【追憶の麻雀】第9回『ロマンある麻雀を』

昭和53年12月10日 麻雀新聞第20号

ロマンある麻雀を

11月度、東京段審研究会のお話は、例によって”マナー論”からはじまりました。

S氏「先月も話に出ましたが、麻雀に無駄口は不要。『ポン、チー、カン、ロン』を正しく発声して…。」

T氏「その通りですね。それとポン、チー等の声を出さないで、相手牌をつまんでくる人がいますが、あれはいけません。」

S氏の言葉通り不必要なおしゃべりを慎しむべきはもち論、逆にT氏の言うように発声すべき時に無精をしてしまう―なれあい的麻雀―は厳禁したいもの。

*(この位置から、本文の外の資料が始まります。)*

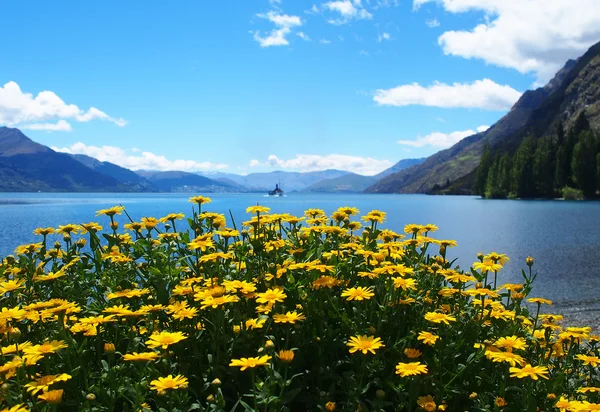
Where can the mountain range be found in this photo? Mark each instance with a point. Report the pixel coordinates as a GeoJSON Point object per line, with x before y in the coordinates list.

研究会でこれだけマナーの話が出るということは、それだけ全員が麻雀に真剣に取り組んでおり、またいかに深く麻雀を愛しているのかという証拠。

さて、話はマナー論から必勝論へと移ったのでありますが、麻雀に”完全必勝法”のないことは全員よく御存知のこと。それじゃあ、せいぜい負けないことにしましょうと、各々が負けた時の原因をあれこれ披露することになりました。

K氏「正直いって何であの牌を切ってしまったのか、という時がよくあるんです。そんな時は成績の方もいまひとつだめですね。」

O氏「Kさんだけではなく、誰にでもあることなんですよ。私の考えですが、今のお話の揚合には、大きく分けて三つの原因があるのでは……。」と次のよう

な内容にO氏はふれた。

「ひとつは単純な不注意。牌の切り方には一般的な正着がありますが、何らかの不注意によって誤った切り方をしてしまうパターン。中級者以上になってこんなことはないと思うでしょうが、寝不足で随性麻雀になったり、おしゃべり、よそ見なんかをしでいると、よく起きるケースなんです。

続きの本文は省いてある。